No presente recurso, a parte embargante alega omissão no julgado ora embargado em
relação a análise da prescrição. (fl. 293)
A parte contrária deixou transcorrer in albis o prazo das contrarrazões.
É o relatório. Passo a decidir.
Os embargos de declaração têm como objetivo sanar eventual existência de
obscuridade, contradição ou omissão no julgado (CPC/2015, art. 1.022), sendo inadmissível a sua
interposição para rediscutir questões tratadas e devidamente fundamentadas na decisão embargada, já
que não são cabíveis para provocar novo julgamento da lide.
No entanto, no caso em exame observa-se que a decisão ora embargada está
devidamente fundamentada na ausência de demonstração do alegado dissenso pretoriano em relação
à prescrição. Senão vejamos:
Para melhor elucidar a questão transcrevo a decisão ora embargada, verbis:
Cuida-se de recurso especial interposto por GIANCARLO REBELATO com
fundamento no artigo 105, III, "c", da Constituição Federal, contra acórdão do
Tribunal de Justiça de Rondônia, assim ementado (fl. 211):
Agravo Interno.Prequestionamento. Insubsistência. Não
cabimento.Prazo prescricional. Rediscussão da matéria. Tentativa.
Provocação da Corte. Decisão monocrática. Desacerto não
demonstrado. Recurso não provido.
Os embargos de declaração opostos foram rejeitados.
Nas razões do recurso especial, o recorrente alega haver dissídio
jurisprudencial quanto aos artigos 219, §5º, do CPC/1973, 206, §3º, VIII, do
CC e 18 da Lei 5.474/1968, sob o argumento de que a postulação executória
ocorreu após o prazo prescricional. Requer seja reconhecida a ocorrência da
prescrição em relação a execução da sentença (fl. 234).
É o relatório. Decido.
Na hipótese em exame, aplica-se o Enunciado 3 do Plenário do STJ: "Aos
recursos interpostos com fundamento no CPC/2015 (relativos a decisões
publicadas a partir de 18 de março de 2016) serão exigidos os requisitos de
admissibilidade recursal na forma do novo CPC".

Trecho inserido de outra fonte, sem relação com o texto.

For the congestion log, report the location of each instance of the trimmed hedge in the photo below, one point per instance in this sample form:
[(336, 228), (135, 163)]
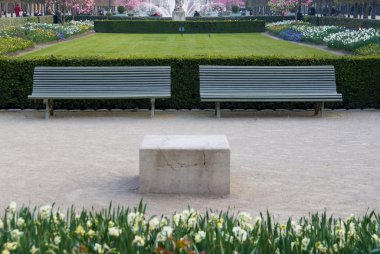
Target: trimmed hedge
[(264, 18), (357, 79), (23, 20), (164, 26), (345, 22)]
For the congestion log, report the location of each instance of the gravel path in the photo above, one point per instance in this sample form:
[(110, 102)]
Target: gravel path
[(290, 163)]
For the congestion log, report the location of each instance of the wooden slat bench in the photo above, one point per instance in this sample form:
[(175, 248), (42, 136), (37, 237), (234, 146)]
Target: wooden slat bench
[(268, 84), (137, 82)]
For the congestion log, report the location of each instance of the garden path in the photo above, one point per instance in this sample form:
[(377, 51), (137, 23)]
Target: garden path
[(290, 163)]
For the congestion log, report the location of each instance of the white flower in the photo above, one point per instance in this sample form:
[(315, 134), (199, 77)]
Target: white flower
[(10, 246), (164, 234), (34, 250), (57, 240), (192, 222), (12, 207), (98, 248), (153, 224), (16, 234), (240, 234), (244, 217), (139, 240), (114, 231), (20, 222), (91, 233), (199, 236), (163, 222), (258, 220), (305, 243), (376, 238)]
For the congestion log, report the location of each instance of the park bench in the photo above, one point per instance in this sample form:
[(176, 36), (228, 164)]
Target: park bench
[(137, 82), (268, 84)]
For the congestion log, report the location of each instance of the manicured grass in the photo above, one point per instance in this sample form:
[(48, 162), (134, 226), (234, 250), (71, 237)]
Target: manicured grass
[(174, 45)]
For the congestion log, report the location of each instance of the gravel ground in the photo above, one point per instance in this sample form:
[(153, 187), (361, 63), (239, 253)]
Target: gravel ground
[(290, 163)]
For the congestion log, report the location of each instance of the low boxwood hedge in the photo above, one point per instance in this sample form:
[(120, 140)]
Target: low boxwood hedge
[(264, 18), (357, 79), (344, 22), (165, 26)]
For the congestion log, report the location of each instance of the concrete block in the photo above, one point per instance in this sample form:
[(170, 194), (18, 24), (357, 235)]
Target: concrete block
[(186, 164)]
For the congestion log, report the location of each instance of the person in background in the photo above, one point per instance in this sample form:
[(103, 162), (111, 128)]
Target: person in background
[(18, 10)]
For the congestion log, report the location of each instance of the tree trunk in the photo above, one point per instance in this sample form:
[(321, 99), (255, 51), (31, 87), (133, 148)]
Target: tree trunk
[(373, 9), (365, 10)]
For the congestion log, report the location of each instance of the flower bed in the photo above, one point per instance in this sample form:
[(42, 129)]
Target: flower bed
[(12, 44), (332, 36), (39, 32), (129, 231), (352, 39)]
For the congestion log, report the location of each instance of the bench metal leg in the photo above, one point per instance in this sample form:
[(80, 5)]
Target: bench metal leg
[(152, 101), (217, 109), (320, 109), (49, 111)]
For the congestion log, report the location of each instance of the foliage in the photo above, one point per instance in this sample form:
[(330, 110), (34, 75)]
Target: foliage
[(264, 18), (359, 89), (315, 34), (351, 39), (40, 32), (235, 8), (164, 26), (291, 35), (215, 7), (4, 23), (126, 230), (11, 44), (368, 50), (121, 9), (343, 22)]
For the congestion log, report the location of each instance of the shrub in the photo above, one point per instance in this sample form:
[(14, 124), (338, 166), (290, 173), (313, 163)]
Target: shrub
[(264, 18), (343, 22), (368, 50), (125, 230), (121, 9), (164, 26), (359, 89), (11, 44)]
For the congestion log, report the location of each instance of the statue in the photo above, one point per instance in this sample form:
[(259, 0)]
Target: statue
[(178, 5), (178, 12)]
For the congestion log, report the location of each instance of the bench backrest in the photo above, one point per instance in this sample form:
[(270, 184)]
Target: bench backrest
[(245, 80), (102, 82)]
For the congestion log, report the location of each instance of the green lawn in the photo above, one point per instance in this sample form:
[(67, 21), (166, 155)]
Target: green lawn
[(190, 45)]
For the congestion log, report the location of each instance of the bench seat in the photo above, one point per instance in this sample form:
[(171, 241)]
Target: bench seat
[(116, 82), (268, 84)]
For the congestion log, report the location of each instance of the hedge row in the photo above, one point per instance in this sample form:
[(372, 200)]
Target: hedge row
[(264, 18), (23, 20), (165, 26), (357, 79), (345, 22)]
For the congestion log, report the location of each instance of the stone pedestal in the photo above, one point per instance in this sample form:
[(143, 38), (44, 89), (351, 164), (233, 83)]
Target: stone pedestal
[(179, 15), (191, 164)]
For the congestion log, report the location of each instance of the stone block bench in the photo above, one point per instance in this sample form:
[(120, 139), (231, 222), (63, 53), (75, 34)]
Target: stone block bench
[(185, 164)]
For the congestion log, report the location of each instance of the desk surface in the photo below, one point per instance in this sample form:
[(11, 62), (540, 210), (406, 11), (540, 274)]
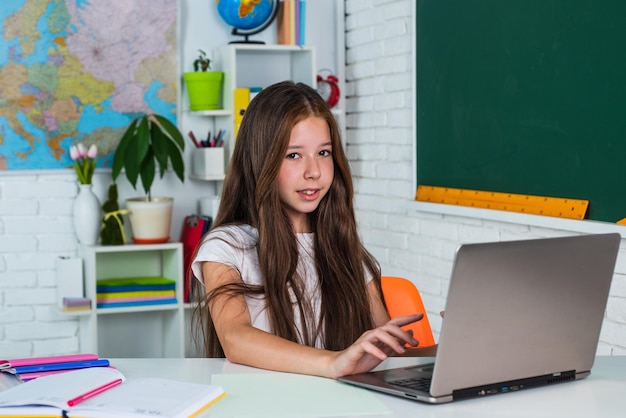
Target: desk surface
[(602, 394)]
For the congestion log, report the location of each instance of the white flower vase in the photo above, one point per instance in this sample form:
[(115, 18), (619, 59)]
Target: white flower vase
[(87, 215)]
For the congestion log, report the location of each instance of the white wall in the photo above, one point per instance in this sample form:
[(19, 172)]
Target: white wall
[(414, 240)]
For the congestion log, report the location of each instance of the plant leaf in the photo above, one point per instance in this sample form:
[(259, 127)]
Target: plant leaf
[(177, 161), (172, 131), (147, 171), (159, 146), (120, 151)]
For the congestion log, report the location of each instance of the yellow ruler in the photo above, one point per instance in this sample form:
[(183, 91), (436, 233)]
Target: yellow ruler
[(535, 205)]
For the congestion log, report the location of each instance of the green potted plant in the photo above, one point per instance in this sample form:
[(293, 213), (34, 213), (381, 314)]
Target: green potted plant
[(150, 142), (203, 86)]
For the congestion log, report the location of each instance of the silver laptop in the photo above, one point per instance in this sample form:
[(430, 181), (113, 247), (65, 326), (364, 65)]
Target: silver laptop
[(519, 314)]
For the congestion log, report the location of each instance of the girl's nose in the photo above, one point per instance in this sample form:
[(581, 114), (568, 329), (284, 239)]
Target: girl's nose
[(312, 170)]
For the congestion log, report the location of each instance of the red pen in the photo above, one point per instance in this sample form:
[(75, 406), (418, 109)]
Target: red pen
[(93, 393)]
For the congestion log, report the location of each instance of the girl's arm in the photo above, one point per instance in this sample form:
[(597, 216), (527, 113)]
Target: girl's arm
[(244, 344)]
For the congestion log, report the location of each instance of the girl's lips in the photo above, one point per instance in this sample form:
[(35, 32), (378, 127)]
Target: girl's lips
[(309, 194)]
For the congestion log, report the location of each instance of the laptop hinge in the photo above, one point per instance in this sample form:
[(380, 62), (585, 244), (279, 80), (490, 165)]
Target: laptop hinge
[(514, 385)]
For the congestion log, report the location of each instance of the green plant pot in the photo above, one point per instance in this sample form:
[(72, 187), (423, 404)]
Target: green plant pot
[(204, 89)]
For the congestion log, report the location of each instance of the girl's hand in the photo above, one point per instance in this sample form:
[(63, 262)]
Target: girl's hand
[(374, 346)]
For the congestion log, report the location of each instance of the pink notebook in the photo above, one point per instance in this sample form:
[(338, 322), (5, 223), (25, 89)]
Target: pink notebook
[(34, 361)]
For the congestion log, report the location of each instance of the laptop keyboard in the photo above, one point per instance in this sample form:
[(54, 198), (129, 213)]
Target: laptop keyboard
[(421, 384)]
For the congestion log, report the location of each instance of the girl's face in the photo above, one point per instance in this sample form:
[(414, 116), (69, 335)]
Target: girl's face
[(307, 171)]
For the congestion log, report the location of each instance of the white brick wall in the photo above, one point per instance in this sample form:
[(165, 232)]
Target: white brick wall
[(406, 240), (35, 228)]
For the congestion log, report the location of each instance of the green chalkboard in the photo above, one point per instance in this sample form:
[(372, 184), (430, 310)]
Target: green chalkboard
[(524, 96)]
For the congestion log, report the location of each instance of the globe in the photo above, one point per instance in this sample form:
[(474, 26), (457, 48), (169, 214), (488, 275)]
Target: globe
[(247, 17)]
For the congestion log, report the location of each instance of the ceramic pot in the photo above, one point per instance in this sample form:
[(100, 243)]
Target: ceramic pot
[(150, 220), (204, 89), (87, 215)]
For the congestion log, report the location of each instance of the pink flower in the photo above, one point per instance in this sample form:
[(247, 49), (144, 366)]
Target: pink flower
[(84, 161)]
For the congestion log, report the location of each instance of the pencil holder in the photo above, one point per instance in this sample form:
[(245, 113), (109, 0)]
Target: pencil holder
[(208, 162)]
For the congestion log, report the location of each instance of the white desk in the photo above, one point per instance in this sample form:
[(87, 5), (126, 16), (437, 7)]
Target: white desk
[(602, 394)]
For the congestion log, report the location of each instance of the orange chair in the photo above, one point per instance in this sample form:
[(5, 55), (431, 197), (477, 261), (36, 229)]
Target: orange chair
[(403, 298)]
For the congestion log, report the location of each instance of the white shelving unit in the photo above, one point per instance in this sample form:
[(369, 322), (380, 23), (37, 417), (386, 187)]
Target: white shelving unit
[(255, 65), (143, 331)]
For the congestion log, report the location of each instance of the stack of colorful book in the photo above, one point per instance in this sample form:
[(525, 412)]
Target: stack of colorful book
[(291, 22), (34, 367), (135, 291)]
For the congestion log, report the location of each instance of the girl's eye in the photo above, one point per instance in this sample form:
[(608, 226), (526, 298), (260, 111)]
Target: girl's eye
[(325, 153)]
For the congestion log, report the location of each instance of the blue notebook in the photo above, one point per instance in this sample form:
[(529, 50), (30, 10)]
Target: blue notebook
[(61, 366)]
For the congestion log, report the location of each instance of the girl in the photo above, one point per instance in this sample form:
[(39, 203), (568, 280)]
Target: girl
[(288, 285)]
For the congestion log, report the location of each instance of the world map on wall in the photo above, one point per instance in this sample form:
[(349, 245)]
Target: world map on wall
[(80, 71)]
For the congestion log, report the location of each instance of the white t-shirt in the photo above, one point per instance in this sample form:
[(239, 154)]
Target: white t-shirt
[(242, 256)]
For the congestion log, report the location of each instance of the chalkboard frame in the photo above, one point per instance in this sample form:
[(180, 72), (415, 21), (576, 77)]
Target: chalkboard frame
[(538, 136)]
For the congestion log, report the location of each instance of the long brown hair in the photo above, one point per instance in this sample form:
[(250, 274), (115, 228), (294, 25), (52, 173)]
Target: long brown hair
[(250, 196)]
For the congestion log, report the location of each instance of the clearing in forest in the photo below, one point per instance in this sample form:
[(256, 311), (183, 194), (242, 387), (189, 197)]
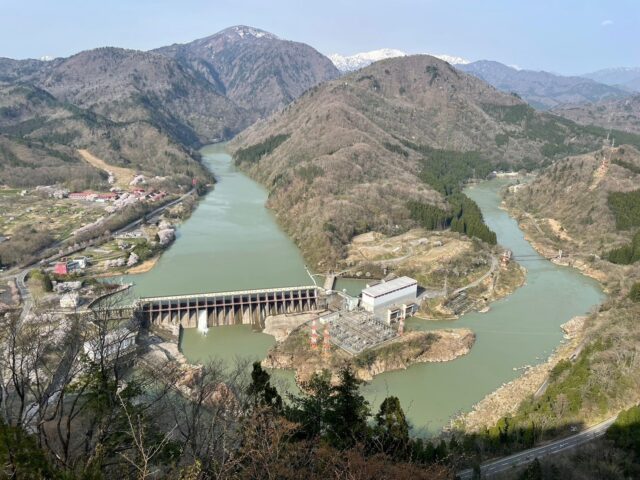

Em relação à admissibilidade do recurso especial pela alínea "c" do permissivo
constitucional, esta eg. Corte de Justiça tem decidido, reiteradamente, que,
para a correta demonstração da divergência jurisprudencial, deve haver o
cotejo analítico, expondo-se as circunstâncias que identificam ou assemelham
os casos confrontados, a fim de demonstrar a similitude fática entre os
acórdãos impugnado e paradigma, bem como a existência de soluções
jurídicas díspares, nos termos dos arts. 541, parágrafo único, do CPC e 255, §
2º, do RISTJ.
Contudo, na hipótese dos autos, não houve essa demonstração, pois as
circunstâncias fáticas expostas no acórdão paradigma diverge do que foi
exposto no aresto vergastado.
No caso, ora em análise, as instâncias ordinárias fundamentaram suas decisões
com base no fato de que a sentença homologatória de acordo de execução de
título judicial (duplicatas) seria aplicável a regra do artigo 205 do Código Civil
(fls. 209/212).
Por outro lado, o acórdão paradigma, REsp 1155060/DF, trata de julgado que
considerou sentença condenatória de responsabilidade civil, e portanto, se
aplicaria o prazo prescricional de três anos previsto no artigo 206 do Código
Civil, consoante entendimento firmado na Súmula 150/STF.
Veja-se o teor da ementa do paradigma apontado:
RECURSO ESPECIAL. DIREITO CIVIL. EXCEÇÃO DE
PRÉ-EXECUTIVIDADE. CUMPRIMENTO DE SENTENÇA.
PRESCRIÇÃO. TÍTULO EXECUTIVO FORMADO NO BOJO DE
AÇÃO CONDENATÓRIA. RESPONSABILIDADE CIVIL. SÚMULA
150 DO STF. REPARAÇÃO CIVIL. PRAZO DE TRÊS ANOS ,
ART. 206, § 3º, V, CÓDIGO CIVIL. TRÂNSITO EM JULGADO.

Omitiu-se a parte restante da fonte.